One of his conclusions in 1946 was that a musician must 'develop his awareness of the place he lives in, not attempting a mere imitation of nature in sounds, but seeking its inner values, the manifestations of beauty and purposes it shows us from time to time, and perhaps using it as something against which he can test the validity of his own work'. It's a philosophy that is not altogether unexpected from a composer who grew up close to the soil, on a family farm in the Turakina Valley.
The New Zealand landscape is never far from his music. The Lilburn family station, Drysdale, was saluted in his 1937 overture of the same name, while other early works like Prodigal Country (1939) and Landfall in Unknown Seas (1942) have obvious affiliations with the land, its ethos and its history.
His 1946 Chaconne for piano was inspired by a tramping holiday in the South Island, and the violinist and conductor Alex Lindsay once commented how four years earlier, the Allegro for Strings found its inspiration in some of the same terrain. I was to conduct his Allegro for Strings and sought him out at his home to discuss the score over an omelette. (He makes very good omelettes.) As usual it was difficult to get much out of him, as he has always been suspicious of 'interpretation'. However, he opened a book of New Zealand verse at a poem by Denis Glover, Holiday Piece. 'I was down south at the time.' he said. 'I suppose this was in my mind.' Significantly, Lilburn's last work, the 1979 Soundscape with Lake and River, was a tribute to the land using the new electroacoustic medium. He had, as he explained in a later interview grown up 'not so much with music but with environmental sound, in my years of imagination, so it was like coming home, in a sense, to use that sound'. Placed within an international arena, a good deal of Lilburn's output may seem comparatively conservative — although both the Third Symphony (1961) and the later electronic pieces were as brave as they were startling.
And the works on this recording, written between 1939 and 1947 and pre-dating major scores like the First Symphony (1949), still fire the imagination and touch the soul with their freshness and rugged honesty. Perhaps, as Lilburn commented in 1946, there were benefits in coming from this part of the globe: Whatever disadvantages we labour under in a small and isolated country, we have the advantage of being able to come closer to those fundamental and rather simple things that are the fountainhead of any art, and we have the opportunity if we can take it of seeing these things with a freshness of vision.

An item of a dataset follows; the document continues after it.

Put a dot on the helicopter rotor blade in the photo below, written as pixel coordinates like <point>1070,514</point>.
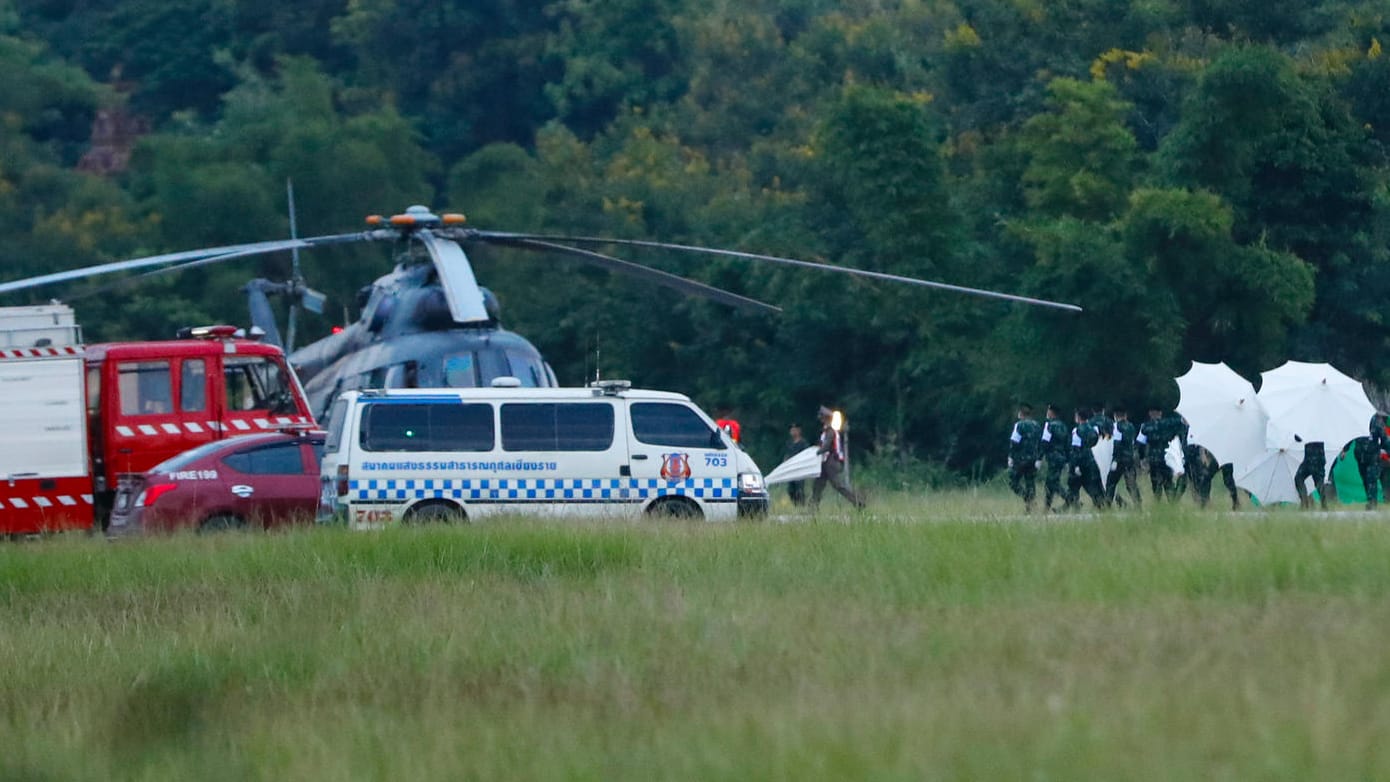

Out of them I believe that with faith and hard work we can make something of value to ourselves, and that the effort involved in doing this is infinitely worthwhile. Douglas Lilburn has helped create a culture which is much more than merely worthwhile. These days, through the founding of the Lilburn Trust, he has been able to assist a wide range of musicians and projects, assuring that a burgeoning tradition is being sustained to nurture the generations that follow.